Nous allons continuer à planifier et anticiper pour renforcer la production arboricole. C'est dans cette logique que, dans le cadre du plan d'action stratégique pour le développement de techniques alternatives pour la protection des cultures (Parsada), je soutiens un plan massif pour la recherche des solutions alternatives aux produits phytosanitaires.
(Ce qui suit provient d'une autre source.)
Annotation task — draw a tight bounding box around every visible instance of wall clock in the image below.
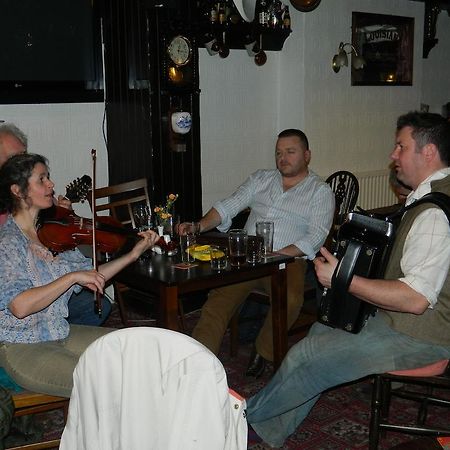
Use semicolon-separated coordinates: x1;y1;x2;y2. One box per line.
167;35;192;66
162;34;197;90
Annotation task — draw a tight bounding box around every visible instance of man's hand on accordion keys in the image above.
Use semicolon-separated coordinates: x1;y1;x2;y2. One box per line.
313;247;338;288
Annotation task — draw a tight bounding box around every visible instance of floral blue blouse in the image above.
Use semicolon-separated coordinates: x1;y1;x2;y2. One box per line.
0;216;92;343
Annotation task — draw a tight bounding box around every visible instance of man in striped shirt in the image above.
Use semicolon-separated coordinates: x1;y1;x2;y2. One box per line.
180;129;334;377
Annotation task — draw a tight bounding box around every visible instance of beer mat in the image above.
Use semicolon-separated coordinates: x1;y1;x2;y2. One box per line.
437;436;450;450
172;263;198;270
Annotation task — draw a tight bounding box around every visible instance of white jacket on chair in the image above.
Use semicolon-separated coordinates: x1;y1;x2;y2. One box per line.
60;327;247;450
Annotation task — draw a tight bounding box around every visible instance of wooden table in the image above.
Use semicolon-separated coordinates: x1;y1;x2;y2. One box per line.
115;233;294;368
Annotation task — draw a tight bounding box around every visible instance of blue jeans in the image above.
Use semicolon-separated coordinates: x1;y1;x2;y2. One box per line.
247;315;450;447
67;289;111;327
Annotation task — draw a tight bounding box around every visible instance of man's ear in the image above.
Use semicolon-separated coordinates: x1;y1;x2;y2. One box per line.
305;150;311;164
11;184;22;199
422;143;440;161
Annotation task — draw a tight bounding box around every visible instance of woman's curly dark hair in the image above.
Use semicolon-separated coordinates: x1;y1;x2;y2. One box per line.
0;153;48;213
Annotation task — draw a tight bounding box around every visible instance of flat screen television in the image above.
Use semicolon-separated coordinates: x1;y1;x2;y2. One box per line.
0;0;103;103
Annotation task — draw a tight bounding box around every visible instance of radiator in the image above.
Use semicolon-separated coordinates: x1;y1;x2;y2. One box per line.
355;170;398;209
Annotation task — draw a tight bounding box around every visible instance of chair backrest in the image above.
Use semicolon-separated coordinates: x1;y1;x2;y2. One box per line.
88;178;151;228
326;170;359;227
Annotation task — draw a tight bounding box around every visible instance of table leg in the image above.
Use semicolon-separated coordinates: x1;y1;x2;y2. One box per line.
159;286;181;331
271;263;288;371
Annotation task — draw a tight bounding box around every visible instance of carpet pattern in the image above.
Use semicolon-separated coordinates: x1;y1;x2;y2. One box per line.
10;307;450;450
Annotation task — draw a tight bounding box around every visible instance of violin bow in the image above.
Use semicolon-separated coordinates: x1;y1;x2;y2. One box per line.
91;149;102;317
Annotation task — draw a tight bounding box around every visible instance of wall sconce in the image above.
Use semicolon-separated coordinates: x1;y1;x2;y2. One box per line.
331;42;366;73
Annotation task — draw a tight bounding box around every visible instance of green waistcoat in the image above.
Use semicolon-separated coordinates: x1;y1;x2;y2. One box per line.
378;175;450;347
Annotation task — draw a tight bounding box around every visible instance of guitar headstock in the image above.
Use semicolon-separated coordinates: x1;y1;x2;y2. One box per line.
65;175;92;203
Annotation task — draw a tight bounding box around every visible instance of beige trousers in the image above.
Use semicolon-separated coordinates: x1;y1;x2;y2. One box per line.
192;259;306;361
0;325;115;397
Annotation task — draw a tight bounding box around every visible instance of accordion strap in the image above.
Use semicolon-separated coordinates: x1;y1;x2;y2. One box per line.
331;241;362;298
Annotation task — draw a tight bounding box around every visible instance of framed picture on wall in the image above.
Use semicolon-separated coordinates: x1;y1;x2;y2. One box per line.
352;12;414;86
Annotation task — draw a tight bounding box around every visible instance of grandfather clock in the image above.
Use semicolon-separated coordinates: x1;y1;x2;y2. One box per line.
103;0;202;220
147;1;202;220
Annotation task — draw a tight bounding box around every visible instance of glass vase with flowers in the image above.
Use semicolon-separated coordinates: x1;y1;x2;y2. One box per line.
153;194;178;237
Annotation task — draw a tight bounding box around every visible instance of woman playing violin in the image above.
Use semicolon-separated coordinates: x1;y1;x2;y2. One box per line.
0;154;158;397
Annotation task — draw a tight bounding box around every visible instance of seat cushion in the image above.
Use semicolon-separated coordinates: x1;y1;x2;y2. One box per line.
389;359;449;377
0;367;23;392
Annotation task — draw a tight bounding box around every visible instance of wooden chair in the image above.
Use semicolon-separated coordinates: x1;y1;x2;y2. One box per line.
0;367;69;450
6;391;69;450
88;178;185;330
369;359;450;450
326;170;359;242
229;208;317;356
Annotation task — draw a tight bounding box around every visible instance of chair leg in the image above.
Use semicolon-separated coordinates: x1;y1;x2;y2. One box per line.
114;285;130;327
178;298;186;333
229;309;240;357
369;375;383;450
417;386;433;425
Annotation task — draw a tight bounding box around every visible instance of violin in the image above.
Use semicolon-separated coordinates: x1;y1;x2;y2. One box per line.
37;175;136;253
37;207;136;253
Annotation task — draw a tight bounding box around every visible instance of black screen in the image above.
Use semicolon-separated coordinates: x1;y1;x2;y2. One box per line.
0;0;100;102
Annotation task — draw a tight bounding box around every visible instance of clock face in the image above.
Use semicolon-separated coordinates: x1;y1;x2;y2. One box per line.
167;36;192;66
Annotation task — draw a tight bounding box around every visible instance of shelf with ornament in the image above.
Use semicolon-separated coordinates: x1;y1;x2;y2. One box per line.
198;0;292;57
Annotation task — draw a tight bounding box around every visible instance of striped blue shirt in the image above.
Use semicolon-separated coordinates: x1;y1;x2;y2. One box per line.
214;170;334;259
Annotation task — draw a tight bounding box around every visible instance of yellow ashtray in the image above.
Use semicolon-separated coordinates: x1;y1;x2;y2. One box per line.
188;245;211;261
188;245;223;261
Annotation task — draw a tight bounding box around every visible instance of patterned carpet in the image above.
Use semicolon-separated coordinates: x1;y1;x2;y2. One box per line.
7;300;450;450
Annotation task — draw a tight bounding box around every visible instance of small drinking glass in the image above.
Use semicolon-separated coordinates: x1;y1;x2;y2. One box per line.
180;234;196;264
247;236;263;264
209;245;228;271
133;204;152;231
256;221;274;257
228;228;248;267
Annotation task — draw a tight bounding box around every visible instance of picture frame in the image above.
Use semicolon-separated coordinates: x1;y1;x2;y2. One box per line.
351;12;414;86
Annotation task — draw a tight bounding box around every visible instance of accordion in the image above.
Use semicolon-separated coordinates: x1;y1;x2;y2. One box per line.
319;192;450;334
319;212;395;333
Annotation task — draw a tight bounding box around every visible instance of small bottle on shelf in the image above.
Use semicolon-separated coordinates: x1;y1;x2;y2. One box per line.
258;0;268;27
218;2;227;25
209;3;219;24
283;5;291;30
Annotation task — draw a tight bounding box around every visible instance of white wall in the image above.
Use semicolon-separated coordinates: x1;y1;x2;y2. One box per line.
200;0;428;210
0;0;450;216
421;11;450;113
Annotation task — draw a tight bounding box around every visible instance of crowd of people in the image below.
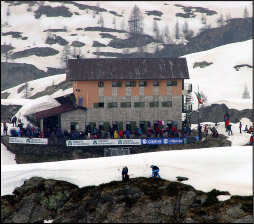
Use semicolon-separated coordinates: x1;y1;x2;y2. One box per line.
3;113;253;144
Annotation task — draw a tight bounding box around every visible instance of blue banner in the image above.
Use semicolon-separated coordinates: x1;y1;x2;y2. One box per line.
141;138;183;145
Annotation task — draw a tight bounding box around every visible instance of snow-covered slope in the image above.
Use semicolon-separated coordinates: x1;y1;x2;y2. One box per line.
1;146;253;195
1;1;252;68
182;40;253;110
1;143;17;165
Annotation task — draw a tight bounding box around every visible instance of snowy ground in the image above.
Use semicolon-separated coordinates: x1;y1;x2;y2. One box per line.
182;40;253;110
191;118;253;146
1;143;17;165
1;146;253;195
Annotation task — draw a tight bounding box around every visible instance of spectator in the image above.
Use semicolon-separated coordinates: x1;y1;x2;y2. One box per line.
244;124;249;133
227;124;233;136
151;165;161;178
239;121;242;134
126;130;130;139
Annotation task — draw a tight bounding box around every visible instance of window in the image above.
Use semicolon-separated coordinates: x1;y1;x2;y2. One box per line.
112;102;117;107
93;103;104;108
98;82;104;87
134;102;140;107
112;82;122;87
149;101;159;107
98;103;104;107
153;81;159;86
131;81;136;87
125;102;131;107
139;102;145;107
121;102;131;107
153;101;159;107
139;81;146;86
166;101;172;107
78;96;83;107
167;81;177;86
161;101;172;107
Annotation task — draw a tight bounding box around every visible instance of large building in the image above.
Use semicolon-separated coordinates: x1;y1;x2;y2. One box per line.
61;58;189;131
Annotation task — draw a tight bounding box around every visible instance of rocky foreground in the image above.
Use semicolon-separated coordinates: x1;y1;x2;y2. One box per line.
1;177;253;223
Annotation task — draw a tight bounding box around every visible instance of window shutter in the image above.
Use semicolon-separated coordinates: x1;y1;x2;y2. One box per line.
172;81;177;86
134;102;140;107
161;102;167;107
131;81;136;87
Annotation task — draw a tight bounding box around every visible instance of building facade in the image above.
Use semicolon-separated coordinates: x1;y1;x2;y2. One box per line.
66;58;189;131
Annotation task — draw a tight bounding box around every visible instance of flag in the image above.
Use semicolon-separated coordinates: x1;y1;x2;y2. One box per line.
194;92;205;104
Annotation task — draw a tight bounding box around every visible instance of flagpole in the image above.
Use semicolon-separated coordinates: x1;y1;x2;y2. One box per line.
198;85;199;126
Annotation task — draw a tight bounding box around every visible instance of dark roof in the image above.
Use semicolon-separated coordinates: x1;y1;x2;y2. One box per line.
35;103;75;119
35;94;75;119
68;58;189;81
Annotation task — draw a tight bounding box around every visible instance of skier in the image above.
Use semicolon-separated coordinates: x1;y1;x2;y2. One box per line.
122;166;129;181
227;124;233;135
239;121;242;134
244;124;249;133
151;165;161;178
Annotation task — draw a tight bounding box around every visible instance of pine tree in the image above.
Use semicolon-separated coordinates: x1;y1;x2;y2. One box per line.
216;13;225;26
60;44;71;68
175;21;180;39
23;82;31;99
121;19;125;30
113;16;116;29
201;13;207;24
226;13;231;22
1;49;13;62
153;20;160;39
243;7;249;18
128;5;144;33
242;83;250;99
98;15;104;27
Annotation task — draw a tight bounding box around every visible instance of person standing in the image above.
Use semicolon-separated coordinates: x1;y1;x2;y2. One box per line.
122;166;129;181
227;124;233;136
151;165;161;178
114;131;118;139
239;121;242;134
3;123;8;135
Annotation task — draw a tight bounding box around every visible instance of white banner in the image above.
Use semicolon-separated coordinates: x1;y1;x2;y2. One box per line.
9;137;48;145
66;139;141;146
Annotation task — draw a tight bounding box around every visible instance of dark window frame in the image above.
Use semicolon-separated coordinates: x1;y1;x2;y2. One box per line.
139;81;146;87
98;82;104;87
111;102;118;107
153;81;159;86
98;102;104;108
153;101;160;107
167;80;177;86
125;102;131;107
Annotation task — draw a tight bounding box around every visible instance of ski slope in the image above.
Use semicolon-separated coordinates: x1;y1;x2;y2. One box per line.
1;146;253;195
182;40;253;110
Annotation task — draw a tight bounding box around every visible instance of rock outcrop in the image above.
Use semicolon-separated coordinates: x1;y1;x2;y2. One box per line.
1;177;253;223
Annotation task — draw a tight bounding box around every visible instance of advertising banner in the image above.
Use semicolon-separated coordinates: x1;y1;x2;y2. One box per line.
141;138;183;145
66;139;141;146
9;137;48;145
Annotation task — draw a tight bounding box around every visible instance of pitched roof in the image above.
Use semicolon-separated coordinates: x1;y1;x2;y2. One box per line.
68;58;189;81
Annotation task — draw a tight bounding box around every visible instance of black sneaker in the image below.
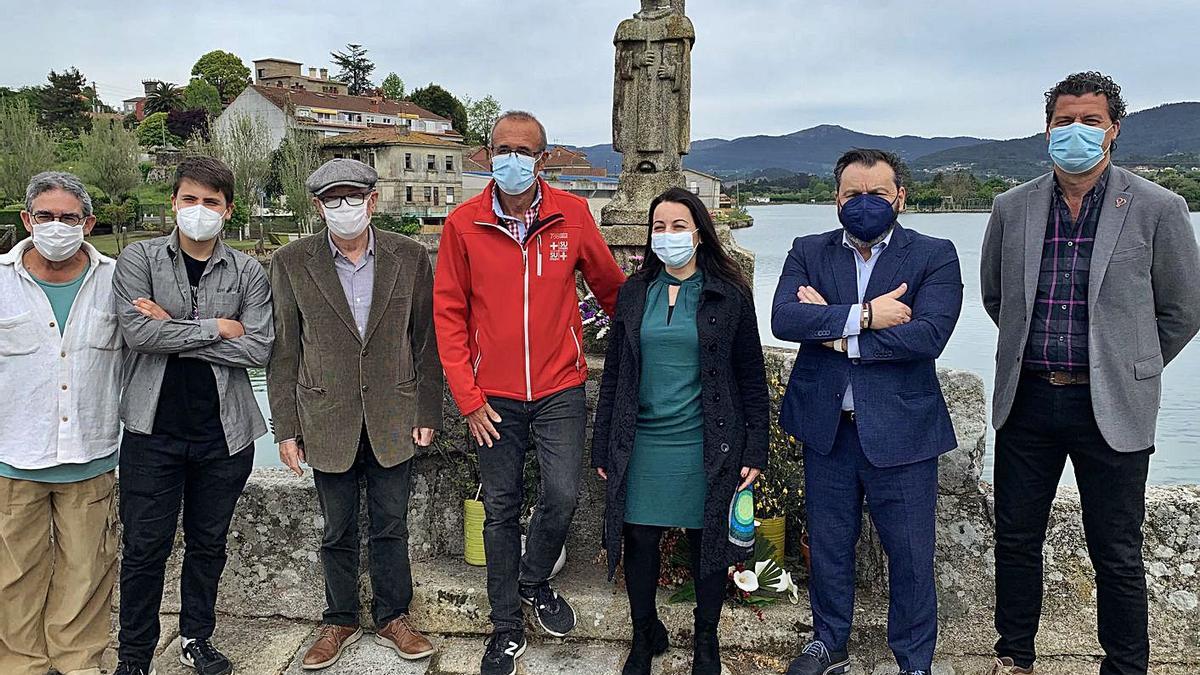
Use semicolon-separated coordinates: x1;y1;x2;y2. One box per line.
479;631;527;675
113;663;156;675
787;640;850;675
520;581;575;638
179;640;233;675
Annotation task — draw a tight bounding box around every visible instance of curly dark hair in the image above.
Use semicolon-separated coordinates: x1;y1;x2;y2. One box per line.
1046;71;1126;124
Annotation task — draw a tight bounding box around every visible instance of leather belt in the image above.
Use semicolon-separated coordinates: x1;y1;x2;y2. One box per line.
1026;370;1091;387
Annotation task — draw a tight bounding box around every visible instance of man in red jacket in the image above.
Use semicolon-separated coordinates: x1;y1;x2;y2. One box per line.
433;112;625;675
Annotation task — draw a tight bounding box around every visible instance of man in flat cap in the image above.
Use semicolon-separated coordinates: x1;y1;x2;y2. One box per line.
266;159;442;670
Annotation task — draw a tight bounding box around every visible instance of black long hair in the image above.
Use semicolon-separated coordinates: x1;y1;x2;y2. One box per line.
636;187;754;298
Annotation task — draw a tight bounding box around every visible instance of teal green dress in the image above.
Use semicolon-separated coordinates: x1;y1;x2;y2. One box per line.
625;270;706;530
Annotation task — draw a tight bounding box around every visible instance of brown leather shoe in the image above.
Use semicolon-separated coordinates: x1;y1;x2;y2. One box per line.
300;623;362;670
376;614;438;661
989;656;1033;675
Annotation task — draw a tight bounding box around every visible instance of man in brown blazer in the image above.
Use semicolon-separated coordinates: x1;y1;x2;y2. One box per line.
268;159;443;670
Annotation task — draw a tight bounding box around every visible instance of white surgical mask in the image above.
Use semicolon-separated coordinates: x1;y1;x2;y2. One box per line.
34;220;83;263
322;202;371;239
175;204;224;241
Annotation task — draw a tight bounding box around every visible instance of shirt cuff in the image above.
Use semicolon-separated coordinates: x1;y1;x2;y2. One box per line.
841;305;863;338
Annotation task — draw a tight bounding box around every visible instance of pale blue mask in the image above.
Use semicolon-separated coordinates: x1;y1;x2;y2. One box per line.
1050;121;1112;173
492;153;538;195
650;232;696;269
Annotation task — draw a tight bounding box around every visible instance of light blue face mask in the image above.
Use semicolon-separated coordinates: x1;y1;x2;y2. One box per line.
492;153;538;195
1050;121;1112;173
650;232;696;269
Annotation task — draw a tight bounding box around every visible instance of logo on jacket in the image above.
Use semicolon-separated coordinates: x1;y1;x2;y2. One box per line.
550;232;570;262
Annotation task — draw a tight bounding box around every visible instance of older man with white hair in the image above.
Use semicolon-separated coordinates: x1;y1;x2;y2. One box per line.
0;172;122;675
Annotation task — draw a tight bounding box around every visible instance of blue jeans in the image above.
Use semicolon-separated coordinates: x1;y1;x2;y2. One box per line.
804;419;937;671
479;387;587;631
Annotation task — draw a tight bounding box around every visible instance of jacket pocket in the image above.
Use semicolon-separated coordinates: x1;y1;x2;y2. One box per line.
1133;354;1163;380
86;310;121;352
0;311;38;357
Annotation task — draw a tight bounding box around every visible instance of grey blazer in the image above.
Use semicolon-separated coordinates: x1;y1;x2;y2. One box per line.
980;166;1200;452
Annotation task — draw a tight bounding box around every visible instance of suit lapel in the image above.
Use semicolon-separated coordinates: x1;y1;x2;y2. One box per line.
1025;174;1054;312
362;238;400;345
1087;167;1133;307
305;231;361;340
856;222;912;300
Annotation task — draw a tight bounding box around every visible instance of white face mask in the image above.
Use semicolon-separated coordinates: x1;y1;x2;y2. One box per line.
322;202;371;239
34;221;83;263
175;204;224;241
Je soutiens également un comité des solutions, qui fait le point sur tout ce qui nous distingue de nos concurrents européens, non pas tant en matière de réglementation qu'en matière d'accessibilité, pour des raisons qui tiennent à l'industrie, aux produits phytosanitaires.

Mon objectif est de traiter les questions de protection des cultures filière par filière, sur le court, moyen et long terme, afin d'élargir la palette des solutions alternatives offertes aux agriculteurs, y compris des modalités combinatoires.

Sur les 250 millions que le fonds Phyto déploiera en 2024, 2025 et 2026, 146 millions seront destinés à favoriser, de façon inédite, la recherche et le développement dans des plans d'action de filières. Si on y ajoute les 300 millions de France 2030, ce sont plus de 1 milliard d'euros qui sont mobilisés pour accompagner nos agriculteurs dans la transition écologique, sur le cas particulier des produits phytosanitaires.

Mais vous avez raison : le combat doit aussi être mené au niveau européen, pour que les agriculteurs ne se retrouvent pas face à une concurrence déloyale, née d'un défaut d'application des règles européennes chez certains de nos voisins.